By Maj. Gen. Jerry R. Curry
(Ret'd)
CurryforAmerica.com
As
Chinese influence rises in the international
corridors of power some would have the United States
surrender its current world leadership role in
Europe and pivot towards Asia. This is a repeat of
the late 1980s and early 1990s, a time when the US
was believed to be in serious decline, Japan
appeared to be transcendent, and many believed it
would rise to preeminence in the world’s economic
corridor of power.
Those
of us who refused to surrender to the idea of the US
losing its position of dominance in the world were
laughed out of conferences. Now China is rising and
supposedly is going to squeeze the US out of its
place at the head of the international table.
In
support of this eventuality, the Army is being
redesigned to be small, nimble and capable of
carrying out diverse missions. Supposedly forces
armed with heavy armored vehicles like tanks are no
longer that necessary nor desirable as sequestration
and other peacetime budget cutting mechanisms force
the Army to drastically shrink in size and to live
within its budget.
This
is lunacy. For the US the size, equipping and
quality of its Army should never be determined by
budget availability. Its size and equipping can only
be determined by its worldwide strategic
requirements and missions. Our military forces can’t
be trained and sized by academic and military
philosophers or philosophy.
We
should not pivot towards Asia just because the
phrase has a nice ring to it and it seems like a
clever thing to do. If
the US military pivots westward, it should be
because that is where national defense policy and
military events demand that we be. Right now our
pivot must be toward countering the inroads made by
the Muslim Brotherhood in Egypt and the Middle East,
specifically in countries like Iran, Syria, and
Turkey. Israel will be asking for help to fight a
ground war on its borders, not an insurgency in
Gaza.
Some
think that while the numbers, types, and complexity
of Army missions worldwide increase, the size of the
Army can decrease. True, smaller more flexible, more
lethal units prepared to conduct a mixed range of
operations from old fashioned tank battles, to
cyberdefense, to meeting special operations
requirements, to training and advising allied
military forces, to conducting
humanitarian
relief missions, to winning the hearts and minds of
enemy peoples are desirable. But an unbreakable rule
is that as the number and scope of Army mission’s
increases, the size of the Army needed to
successfully carry out these missions must increase
accordingly. Successful wars can’t be fought on the
cheap.
And
there are personnel considerations. The current
leaders of the Pentagon -- civilian and military --
are engaging in near criminal activity. They are
allowing the members of our armed forces to be
repetitively sent back to fight in the war in
Afghanistan three, four and five or more times
because that is easier than fighting the Congress,
President and news media to increase the size of the
Army; even though they know that somewhere around
the third or fourth tour, the chances of a service
member returning home in a body bag increase
substantially.
The
military has always been criticized for preparing
its forces to fight the wrong war, or the last war
now that that war is over. But it is not the
military’s job to predict which wars the nation will
fight. That is determined by national defense and
national security policy, which is determined by the
Secretaries of Defense, State and the White House.
For
the foreseeable future the US will continue to be
the dominant military security leader in the world.

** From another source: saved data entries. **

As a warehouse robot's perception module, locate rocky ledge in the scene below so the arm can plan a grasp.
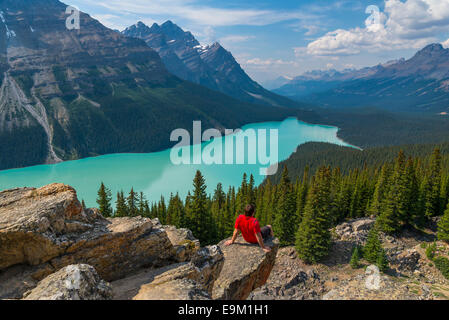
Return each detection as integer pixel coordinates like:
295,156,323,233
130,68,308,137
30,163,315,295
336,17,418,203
249,218,449,300
0,184,278,300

It is the military leadership’s job to train and
equip these forces to be fierce, flexible and able
to carry out the nation’s security roles worldwide,
to react to unforeseen threats and to fight and win
under all conditions.
While
the phrases “A Pivot to Asia” and “China Rising” are
catchy and have a nice ring to them, for now the
United States is destined to play a dominant role in
world security affairs. That is why today the
world’s nations look to the armed forces of the US
as their court of last resort. This is the role that
destiny has carved out for us. No other nation can
fill that role.
Our
armed forces must be ready at all times to meet that
role, provided the Congress and the White House
aren’t successful in their current efforts to dull
and destroy our military’s sharp fighting edge.